I've been reading Landau and Lifshitz book on Statistical Mechanicals and some aspects about how they lay out the principles has me a little confused.
Let us now consider a macroscopic body or system of bodies, and assume that the system is closed, i.e. does not interact with any other bodies. A part of the system, which is very small compared with the whole system but still macroscopic, may be imagined to be separated from the rest; clearly, when the number of particles in the whole system is sufficiently large, the number in a small part of it may still be very large. Such relatively small but still macroscopic parts will be called subsystems. A subsystem is again a mechanical system, but not a closed one; on the contrary, it interacts in various ways with the other parts of the system.

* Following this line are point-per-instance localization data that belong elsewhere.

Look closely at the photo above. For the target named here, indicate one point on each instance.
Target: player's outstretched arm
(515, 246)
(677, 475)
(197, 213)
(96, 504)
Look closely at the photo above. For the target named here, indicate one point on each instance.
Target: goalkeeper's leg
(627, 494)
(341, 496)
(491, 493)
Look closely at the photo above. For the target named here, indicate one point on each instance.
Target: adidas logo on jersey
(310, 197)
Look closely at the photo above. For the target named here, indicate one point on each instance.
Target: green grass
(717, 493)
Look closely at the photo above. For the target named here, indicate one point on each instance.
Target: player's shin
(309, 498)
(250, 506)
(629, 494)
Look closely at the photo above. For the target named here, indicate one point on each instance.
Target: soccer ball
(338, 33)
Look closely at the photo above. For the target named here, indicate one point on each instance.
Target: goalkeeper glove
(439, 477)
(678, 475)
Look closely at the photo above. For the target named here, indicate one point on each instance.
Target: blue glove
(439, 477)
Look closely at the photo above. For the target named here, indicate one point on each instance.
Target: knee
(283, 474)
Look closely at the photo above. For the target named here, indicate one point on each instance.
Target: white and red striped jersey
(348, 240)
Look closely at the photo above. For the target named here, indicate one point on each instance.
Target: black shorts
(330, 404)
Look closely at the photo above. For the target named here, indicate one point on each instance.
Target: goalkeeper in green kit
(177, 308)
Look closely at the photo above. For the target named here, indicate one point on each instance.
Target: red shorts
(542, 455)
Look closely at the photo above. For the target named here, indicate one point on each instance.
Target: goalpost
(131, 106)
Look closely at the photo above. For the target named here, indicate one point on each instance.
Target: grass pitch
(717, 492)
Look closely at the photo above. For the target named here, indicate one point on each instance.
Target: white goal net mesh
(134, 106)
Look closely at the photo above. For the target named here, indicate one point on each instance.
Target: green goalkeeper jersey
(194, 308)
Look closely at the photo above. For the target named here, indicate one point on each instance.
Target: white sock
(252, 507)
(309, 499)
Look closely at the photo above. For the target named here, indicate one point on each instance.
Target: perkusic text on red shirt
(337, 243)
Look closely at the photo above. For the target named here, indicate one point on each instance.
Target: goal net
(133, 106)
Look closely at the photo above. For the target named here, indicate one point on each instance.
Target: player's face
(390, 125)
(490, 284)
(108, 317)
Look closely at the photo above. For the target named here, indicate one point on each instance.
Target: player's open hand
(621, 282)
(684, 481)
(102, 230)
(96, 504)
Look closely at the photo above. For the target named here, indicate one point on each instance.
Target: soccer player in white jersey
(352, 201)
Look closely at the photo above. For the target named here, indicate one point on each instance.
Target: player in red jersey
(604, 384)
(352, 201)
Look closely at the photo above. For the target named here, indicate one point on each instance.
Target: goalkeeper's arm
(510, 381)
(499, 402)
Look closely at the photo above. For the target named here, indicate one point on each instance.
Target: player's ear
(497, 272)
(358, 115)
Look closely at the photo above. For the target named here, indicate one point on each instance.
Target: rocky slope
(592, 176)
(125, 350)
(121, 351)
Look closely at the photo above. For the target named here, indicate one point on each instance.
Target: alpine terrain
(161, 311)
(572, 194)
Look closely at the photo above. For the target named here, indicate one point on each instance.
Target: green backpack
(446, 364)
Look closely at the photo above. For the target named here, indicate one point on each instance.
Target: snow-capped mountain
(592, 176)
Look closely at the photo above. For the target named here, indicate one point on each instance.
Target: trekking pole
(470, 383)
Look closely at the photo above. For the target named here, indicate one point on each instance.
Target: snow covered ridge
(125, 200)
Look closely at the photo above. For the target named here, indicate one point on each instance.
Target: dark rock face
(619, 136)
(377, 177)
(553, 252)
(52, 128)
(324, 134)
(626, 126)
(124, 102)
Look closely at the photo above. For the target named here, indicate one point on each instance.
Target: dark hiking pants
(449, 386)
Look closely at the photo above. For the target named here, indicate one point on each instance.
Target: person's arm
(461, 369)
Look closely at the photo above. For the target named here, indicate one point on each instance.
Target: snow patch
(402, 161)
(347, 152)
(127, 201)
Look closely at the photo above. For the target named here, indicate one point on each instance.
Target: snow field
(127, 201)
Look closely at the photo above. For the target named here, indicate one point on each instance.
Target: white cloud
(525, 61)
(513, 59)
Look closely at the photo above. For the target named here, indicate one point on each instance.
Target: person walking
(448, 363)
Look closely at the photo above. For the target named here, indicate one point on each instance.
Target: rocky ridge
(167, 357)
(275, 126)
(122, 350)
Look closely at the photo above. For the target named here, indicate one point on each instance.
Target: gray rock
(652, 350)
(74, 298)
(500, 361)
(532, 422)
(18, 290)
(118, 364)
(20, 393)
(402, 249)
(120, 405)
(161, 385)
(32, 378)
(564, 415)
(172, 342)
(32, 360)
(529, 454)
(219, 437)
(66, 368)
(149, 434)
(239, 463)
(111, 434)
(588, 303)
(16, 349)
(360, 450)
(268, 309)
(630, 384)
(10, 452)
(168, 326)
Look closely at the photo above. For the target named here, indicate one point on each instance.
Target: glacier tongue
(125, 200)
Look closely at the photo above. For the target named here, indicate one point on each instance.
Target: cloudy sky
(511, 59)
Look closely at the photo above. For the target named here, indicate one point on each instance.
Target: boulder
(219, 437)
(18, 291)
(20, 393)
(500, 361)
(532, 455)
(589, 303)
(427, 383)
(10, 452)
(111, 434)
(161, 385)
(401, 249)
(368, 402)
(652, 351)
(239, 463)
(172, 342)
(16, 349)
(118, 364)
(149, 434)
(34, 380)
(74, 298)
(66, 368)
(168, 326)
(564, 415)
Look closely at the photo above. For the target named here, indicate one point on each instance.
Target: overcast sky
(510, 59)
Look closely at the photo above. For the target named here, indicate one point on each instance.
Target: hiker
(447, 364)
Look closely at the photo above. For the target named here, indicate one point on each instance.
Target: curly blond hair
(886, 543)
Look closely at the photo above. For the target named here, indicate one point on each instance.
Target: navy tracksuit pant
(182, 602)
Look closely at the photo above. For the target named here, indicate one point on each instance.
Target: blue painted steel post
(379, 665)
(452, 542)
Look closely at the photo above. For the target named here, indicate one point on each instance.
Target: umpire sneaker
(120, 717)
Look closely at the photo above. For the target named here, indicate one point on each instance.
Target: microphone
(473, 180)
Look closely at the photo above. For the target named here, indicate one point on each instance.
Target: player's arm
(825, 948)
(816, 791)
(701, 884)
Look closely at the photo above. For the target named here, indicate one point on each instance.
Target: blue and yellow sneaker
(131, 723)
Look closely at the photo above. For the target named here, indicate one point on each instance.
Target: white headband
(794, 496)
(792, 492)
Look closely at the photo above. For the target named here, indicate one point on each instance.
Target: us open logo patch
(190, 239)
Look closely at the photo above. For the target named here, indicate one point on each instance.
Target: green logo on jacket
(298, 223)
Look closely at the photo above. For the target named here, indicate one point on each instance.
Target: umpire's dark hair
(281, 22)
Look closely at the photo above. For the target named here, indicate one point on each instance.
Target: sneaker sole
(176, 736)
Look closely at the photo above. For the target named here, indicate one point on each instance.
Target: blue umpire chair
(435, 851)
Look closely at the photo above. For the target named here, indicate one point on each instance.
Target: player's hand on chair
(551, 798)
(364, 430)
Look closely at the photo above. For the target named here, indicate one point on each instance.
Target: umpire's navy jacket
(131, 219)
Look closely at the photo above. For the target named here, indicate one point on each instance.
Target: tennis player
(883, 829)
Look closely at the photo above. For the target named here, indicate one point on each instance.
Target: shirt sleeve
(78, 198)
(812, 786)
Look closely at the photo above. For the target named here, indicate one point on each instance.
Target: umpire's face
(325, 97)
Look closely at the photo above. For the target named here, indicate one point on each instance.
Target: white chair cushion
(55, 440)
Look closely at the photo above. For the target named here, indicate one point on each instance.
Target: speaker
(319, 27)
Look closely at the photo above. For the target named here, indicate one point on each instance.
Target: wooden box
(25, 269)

So firstly I believe that “closed” in the first sentence means isolated (from “does not interact with other bodies”). They go on to say that we will be analyzing subsystems of a given system. Why cant we just cut out the middleman and look at the system as a whole? It seems that everything they lay out should apply if we were to study the system as a whole. It seems like eventually we essentially do this (when we sum over the subsystems of the system) but for some reason we initially narrow our focus to a specific subsystem.
Also, he goes on to say that the system will occupy all of phase space at some point. Any realistic system will be bound (usually in space by walls), making this impossible. Does this have any ramifications on what we can say about the system?
I have a lot of questions and some ideas but the first question is definitely the most fundamental and I dont want to just post a list of questions. Any help appreciated.